Artifact Space by Miles Cameron
About the BookOut in the darkness of space, something is targeting the Greatships.
With their vast cargo holds and a crew that could fill a city, the Greatships are the lifeblood of human-occupied space, transporting an unimaginable volume - and value - of goods from City, the greatest human orbital, all the way to Tradepoint at the other, to trade for xenoglas with an unknowable alien species.
It has always been Marca Nbaro's dream to achieve the near-impossible: escape her upbringing and venture into space.
All it took, to make her way onto the crew of the Greatship Athens was thousands of hours in simulators, dedication, and pawning or selling every scrap of her old life in order to forge a new one. But though she's made her way onboard with faked papers, leaving her old life - and scandals - behind isn't so easy.
She may have just combined all the dangers of her former life, with all the perils of the new.
The first thing that hits you as you start reading Artifact Space, is that Miles Cameron doesn’t bother with any kind of build up. There’s no introduction. It’s a case of throwing you into the story as we follow (which we don’t know at this point) the main character Marca Nbara being chased. Miles Cameron writes this initial pursuit so well, that you are as disorientated as the main character and it’s so exciting, grabbing you by the nether regions and dragging you straight in the book.
I have to say that I was surprised by this book. I don’t know why, but I think that I had some preconceived ideas. I think I expected it to be that type of science fiction that I don’t understand, you know, with planetary names that I can't pronounce for example. However, it most certainly is not like that. I was so surprised at how brilliantly personable the characters are. How fast the action is and how accessible I found Miles Cameron's writing style. It seemed to click straight away and I gobbled this book up.
Now, when it comes to the story, I was immediately engrossed in the tale of Marca Nbaro. She is a person who has a really bad case of imposter syndrome (and with good reason, which you will see why as the story progresses), but despite the reasons that she has done what she has done to join the crew of the Athens, she most certainly does not believe that she fits in amongst the crew. She is a person of depth that I immediately related to and fell on her side. She definitely has that underdog aspect about her that you just can’t help rooting for.
There are loads of things to like about Artifact Space, and one of these being the massive, sword shaped spaceships (or greatships), which whilst being interstellar spaceships seem to remind you of the great naval ships of the British Navy of the 17th/18th Century.
Another aspect of the book that I found interesting and that drew me in was the socio-political aspect of both the world that we are initially introduced to in the beginning, and also that of the ship, like how many times chocolate cake is used as a bartering system for favours, or how the rank and file bow and scrape to their superiors. The consortium that the ship is owned by, reminds me of the East India company and its mercantile expansive principles. In the way that they would move to different countries, cultures etc, whilst having their own private army.
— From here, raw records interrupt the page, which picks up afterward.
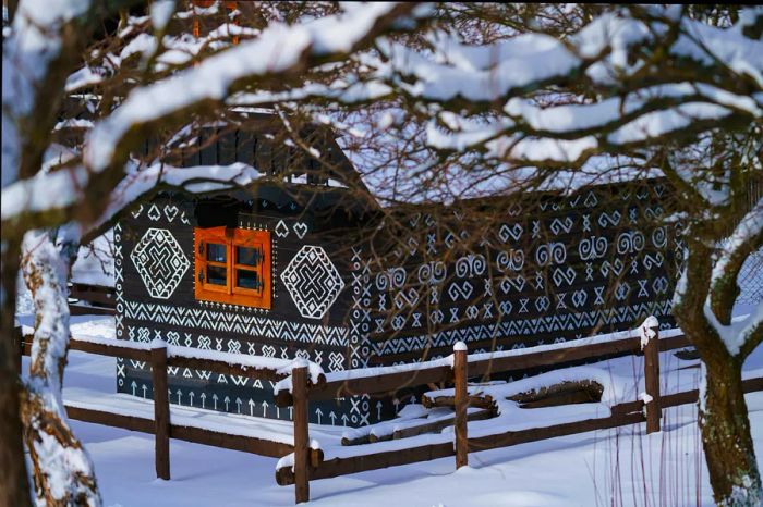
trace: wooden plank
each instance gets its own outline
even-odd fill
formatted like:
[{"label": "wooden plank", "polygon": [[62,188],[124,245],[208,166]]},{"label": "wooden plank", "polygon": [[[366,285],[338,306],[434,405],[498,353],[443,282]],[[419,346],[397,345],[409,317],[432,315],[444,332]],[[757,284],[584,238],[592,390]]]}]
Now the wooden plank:
[{"label": "wooden plank", "polygon": [[530,370],[532,368],[564,364],[566,362],[595,359],[615,354],[637,354],[640,350],[639,338],[626,338],[603,344],[542,350],[521,356],[469,361],[469,374],[474,378],[498,372]]},{"label": "wooden plank", "polygon": [[469,466],[469,435],[467,433],[467,407],[469,393],[467,391],[467,345],[458,342],[453,346],[453,391],[456,392],[455,424],[456,432],[456,468]]},{"label": "wooden plank", "polygon": [[170,437],[271,458],[281,458],[291,454],[294,449],[293,446],[280,442],[256,438],[254,436],[229,435],[203,428],[183,425],[170,425]]},{"label": "wooden plank", "polygon": [[223,373],[227,375],[249,376],[253,379],[269,380],[278,382],[287,375],[277,373],[276,370],[244,367],[242,364],[229,364],[222,361],[213,361],[209,359],[187,358],[171,356],[167,363],[171,367],[191,368],[194,370],[213,371],[215,373]]},{"label": "wooden plank", "polygon": [[116,316],[117,310],[108,307],[89,307],[84,305],[69,304],[69,314],[71,316]]},{"label": "wooden plank", "polygon": [[291,384],[294,397],[294,500],[296,504],[310,502],[310,419],[307,398],[307,366],[302,363],[292,369]]},{"label": "wooden plank", "polygon": [[113,287],[72,283],[69,287],[69,297],[100,307],[114,308],[117,306],[117,296]]},{"label": "wooden plank", "polygon": [[65,405],[66,416],[70,419],[77,421],[92,422],[94,424],[102,424],[105,426],[121,428],[122,430],[140,431],[142,433],[154,434],[154,421],[136,416],[123,416],[106,410],[96,410],[92,408],[72,407]]},{"label": "wooden plank", "polygon": [[[154,420],[136,416],[123,416],[105,410],[72,407],[66,405],[66,415],[77,421],[102,424],[123,430],[140,431],[154,434]],[[293,446],[280,442],[255,438],[253,436],[230,435],[203,428],[170,425],[170,437],[194,444],[210,445],[242,453],[252,453],[258,456],[281,458],[293,450]]]},{"label": "wooden plank", "polygon": [[[114,342],[117,342],[117,339],[114,339]],[[71,350],[80,350],[83,353],[96,354],[98,356],[122,357],[125,359],[134,359],[136,361],[152,360],[150,350],[140,350],[117,344],[83,342],[72,338],[69,341],[69,348]]]},{"label": "wooden plank", "polygon": [[[402,371],[347,381],[326,382],[325,384],[311,387],[310,399],[334,399],[358,394],[390,394],[407,387],[415,387],[433,382],[447,382],[451,379],[451,368],[443,366],[420,371]],[[276,396],[276,404],[279,407],[291,405],[290,400],[291,396],[288,393],[279,393],[279,396]]]},{"label": "wooden plank", "polygon": [[[455,454],[452,442],[445,442],[443,444],[388,450],[385,453],[353,456],[351,458],[334,458],[323,461],[320,466],[312,470],[310,478],[312,480],[329,479],[350,473],[378,470],[380,468],[397,467],[419,461],[431,461],[433,459],[447,458]],[[291,467],[277,470],[276,481],[282,486],[293,484],[294,473],[291,471]]]},{"label": "wooden plank", "polygon": [[[656,319],[654,323],[656,324]],[[646,406],[646,434],[656,433],[659,431],[659,418],[663,411],[659,408],[659,348],[657,345],[658,326],[650,327],[654,333],[651,335],[644,346],[644,388],[646,395],[651,396]]]},{"label": "wooden plank", "polygon": [[[686,336],[659,339],[661,350],[671,350],[685,347],[688,344],[689,342]],[[564,367],[566,362],[596,359],[598,357],[607,357],[617,354],[641,354],[640,338],[630,337],[604,344],[583,345],[556,350],[543,350],[522,356],[469,361],[469,374],[471,378],[475,378],[491,373],[529,370],[540,367]],[[322,386],[311,388],[310,398],[323,400],[361,394],[389,394],[402,388],[415,387],[428,383],[447,382],[452,379],[451,375],[452,372],[450,368],[435,367],[419,371],[404,371],[347,381],[326,382],[326,384]],[[288,407],[291,405],[291,396],[284,392],[279,393],[275,400],[276,405],[279,407]]]},{"label": "wooden plank", "polygon": [[[467,415],[467,420],[468,421],[482,421],[485,419],[491,419],[495,417],[495,411],[494,410],[475,410],[469,415]],[[455,417],[448,417],[440,419],[438,421],[433,421],[433,422],[425,422],[421,425],[416,426],[408,426],[402,430],[397,430],[395,433],[392,433],[392,438],[393,440],[400,440],[400,438],[410,438],[411,436],[416,436],[416,435],[422,435],[424,433],[437,433],[441,431],[444,428],[452,426],[456,421]],[[363,442],[365,443],[365,442]],[[342,443],[342,445],[344,445]],[[349,444],[353,445],[353,444]]]},{"label": "wooden plank", "polygon": [[167,344],[152,348],[156,477],[170,479],[170,401],[167,394]]},{"label": "wooden plank", "polygon": [[525,444],[557,436],[586,433],[595,430],[606,430],[608,428],[635,424],[644,421],[644,415],[632,412],[626,415],[610,416],[601,419],[585,419],[583,421],[567,422],[546,428],[530,428],[522,431],[508,431],[497,435],[481,436],[469,440],[469,452],[494,449],[497,447],[508,447],[511,445]]}]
However,despite all that stuff, it was mainly, the writing, the plot and the characters that dragged m into this book and how damned good they all are..
I think throughout this review, it is pretty obvious that I liked this book. It surprised me no end. It’s accessible and doesn’t bog you down with sci fi techno babble. It is a cracking adventure story that is full of well rounded characters that you cannot help rooting for.